Começaram com o terceiro mandato, seguiram-se uma série de nomes, agem como caçadores atrás da presa, em busca alucinada do troféu, ultrapassam muitas vezes as fronteiras aceitáveis da Liberdade de Expressão. É que confundem o Senhor Presidente da República, com João Manuel Gonçalves Lourenço, presidente do MPLA. São, afinal, eles mesmos pela sua ignorância, que confundem o Estado com o MPLA, embora o Partido administre o Estado mandatado e legitimado pelos cidadãos.
A ânsia frenética pelo Poder, e a fobia para satisfazer os compromissos, geram precipitação e basta o silêncio para criar pânico nas hostes do Galo Negro, associados aos terroristas independentistas de Cabinda, vão somando derrotas que trazem à tona a total descredibilização da UNITA.
Agora perspectivam a implosão do MPLA, o dramatismo do vazio e a incapacidade de materializar propostas de governação, levam à multiplicidade de apelos, um dia querem um Pacto de governação, no dia seguinte desejam a tal Frente Patriótica UNITA para Alternância (não alternativa) do Poder, e agora surge a implosão do MPLA.

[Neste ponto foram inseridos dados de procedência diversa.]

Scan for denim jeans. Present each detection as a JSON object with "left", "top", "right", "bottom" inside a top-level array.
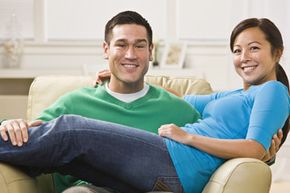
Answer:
[{"left": 0, "top": 115, "right": 182, "bottom": 193}]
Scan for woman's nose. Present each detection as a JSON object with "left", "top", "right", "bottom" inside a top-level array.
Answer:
[{"left": 241, "top": 51, "right": 250, "bottom": 62}]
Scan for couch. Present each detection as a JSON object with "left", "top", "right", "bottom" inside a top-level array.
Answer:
[{"left": 0, "top": 76, "right": 271, "bottom": 193}]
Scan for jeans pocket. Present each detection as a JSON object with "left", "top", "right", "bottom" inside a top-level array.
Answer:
[{"left": 152, "top": 177, "right": 183, "bottom": 193}]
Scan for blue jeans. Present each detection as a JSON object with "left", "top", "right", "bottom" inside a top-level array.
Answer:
[{"left": 0, "top": 115, "right": 183, "bottom": 193}]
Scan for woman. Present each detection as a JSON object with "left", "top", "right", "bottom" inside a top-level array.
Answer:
[{"left": 0, "top": 19, "right": 289, "bottom": 193}]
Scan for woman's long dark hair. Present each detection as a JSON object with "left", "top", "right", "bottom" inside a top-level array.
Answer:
[{"left": 230, "top": 18, "right": 290, "bottom": 146}]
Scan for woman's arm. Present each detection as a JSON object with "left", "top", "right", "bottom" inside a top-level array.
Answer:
[{"left": 158, "top": 124, "right": 266, "bottom": 160}]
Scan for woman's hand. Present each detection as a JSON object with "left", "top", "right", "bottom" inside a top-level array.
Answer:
[
  {"left": 96, "top": 70, "right": 111, "bottom": 84},
  {"left": 158, "top": 124, "right": 191, "bottom": 144},
  {"left": 262, "top": 129, "right": 283, "bottom": 162},
  {"left": 0, "top": 119, "right": 42, "bottom": 147}
]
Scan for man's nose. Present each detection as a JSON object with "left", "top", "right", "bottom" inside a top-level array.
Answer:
[{"left": 126, "top": 46, "right": 136, "bottom": 59}]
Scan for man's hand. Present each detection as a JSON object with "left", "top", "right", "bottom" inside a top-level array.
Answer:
[
  {"left": 96, "top": 70, "right": 111, "bottom": 84},
  {"left": 262, "top": 129, "right": 283, "bottom": 162},
  {"left": 0, "top": 119, "right": 42, "bottom": 147},
  {"left": 158, "top": 124, "right": 190, "bottom": 144}
]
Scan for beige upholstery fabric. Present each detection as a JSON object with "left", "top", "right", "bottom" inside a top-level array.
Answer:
[
  {"left": 0, "top": 76, "right": 271, "bottom": 193},
  {"left": 202, "top": 158, "right": 272, "bottom": 193}
]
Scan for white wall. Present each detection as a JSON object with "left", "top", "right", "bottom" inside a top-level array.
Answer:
[{"left": 0, "top": 0, "right": 290, "bottom": 90}]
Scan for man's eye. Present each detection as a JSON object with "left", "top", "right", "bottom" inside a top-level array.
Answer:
[
  {"left": 116, "top": 44, "right": 126, "bottom": 48},
  {"left": 136, "top": 44, "right": 146, "bottom": 48},
  {"left": 233, "top": 49, "right": 241, "bottom": 54}
]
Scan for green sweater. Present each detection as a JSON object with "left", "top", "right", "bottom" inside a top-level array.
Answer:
[{"left": 39, "top": 85, "right": 199, "bottom": 193}]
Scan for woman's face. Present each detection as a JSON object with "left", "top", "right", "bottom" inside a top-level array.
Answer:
[{"left": 233, "top": 27, "right": 280, "bottom": 89}]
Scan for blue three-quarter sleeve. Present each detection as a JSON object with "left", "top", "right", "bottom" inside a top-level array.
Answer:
[{"left": 246, "top": 81, "right": 289, "bottom": 150}]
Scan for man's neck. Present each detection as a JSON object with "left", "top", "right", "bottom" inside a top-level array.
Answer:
[{"left": 108, "top": 81, "right": 144, "bottom": 94}]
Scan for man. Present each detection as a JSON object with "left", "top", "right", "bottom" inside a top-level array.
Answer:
[
  {"left": 0, "top": 11, "right": 279, "bottom": 192},
  {"left": 0, "top": 11, "right": 199, "bottom": 192}
]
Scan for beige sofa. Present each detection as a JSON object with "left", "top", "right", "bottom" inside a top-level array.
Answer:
[{"left": 0, "top": 76, "right": 271, "bottom": 193}]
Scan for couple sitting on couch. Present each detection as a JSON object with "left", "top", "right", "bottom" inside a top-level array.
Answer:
[{"left": 0, "top": 11, "right": 289, "bottom": 193}]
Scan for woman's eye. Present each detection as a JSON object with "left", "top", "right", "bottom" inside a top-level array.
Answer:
[{"left": 250, "top": 46, "right": 260, "bottom": 51}]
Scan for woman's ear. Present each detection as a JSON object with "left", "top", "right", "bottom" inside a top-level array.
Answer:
[{"left": 274, "top": 48, "right": 283, "bottom": 62}]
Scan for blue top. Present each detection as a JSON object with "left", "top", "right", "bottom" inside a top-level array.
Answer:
[{"left": 166, "top": 81, "right": 290, "bottom": 193}]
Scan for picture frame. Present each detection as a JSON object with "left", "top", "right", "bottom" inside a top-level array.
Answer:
[{"left": 160, "top": 41, "right": 187, "bottom": 68}]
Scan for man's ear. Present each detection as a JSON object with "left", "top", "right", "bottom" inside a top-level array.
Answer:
[{"left": 103, "top": 41, "right": 110, "bottom": 60}]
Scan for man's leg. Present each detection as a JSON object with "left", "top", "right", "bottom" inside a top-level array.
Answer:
[{"left": 0, "top": 116, "right": 184, "bottom": 192}]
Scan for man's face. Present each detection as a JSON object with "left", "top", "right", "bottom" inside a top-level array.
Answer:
[{"left": 103, "top": 24, "right": 152, "bottom": 93}]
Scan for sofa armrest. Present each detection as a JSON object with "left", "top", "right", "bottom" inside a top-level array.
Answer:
[
  {"left": 0, "top": 163, "right": 37, "bottom": 193},
  {"left": 202, "top": 158, "right": 272, "bottom": 193}
]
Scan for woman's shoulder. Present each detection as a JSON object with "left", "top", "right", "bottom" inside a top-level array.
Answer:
[{"left": 257, "top": 80, "right": 288, "bottom": 93}]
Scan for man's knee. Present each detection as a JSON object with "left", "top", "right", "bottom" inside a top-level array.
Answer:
[{"left": 62, "top": 185, "right": 112, "bottom": 193}]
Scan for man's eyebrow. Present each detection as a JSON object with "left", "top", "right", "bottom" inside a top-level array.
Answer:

Angola não é um baralho de cartas, muito menos um jogo, Agostinho Neto perspectivou o chão da Sagrada Esperança, continua o chão Sagrado, mas a esperança foi cerceada e replantada em 2017, regada e adubada em 2022, e não pode morrer em 2027, o homem resiliente de Angola, de Cabinda ao Cunene, do Leste ao Mar, não vai permitir aventureiros que tresandam a passado, geminados com uma Extrema Direita internacional, racista, xenófoba,e com ligações ao narcotráfico, possa cercear de novo o futuro que já ilumina os amanhãs da Nova República.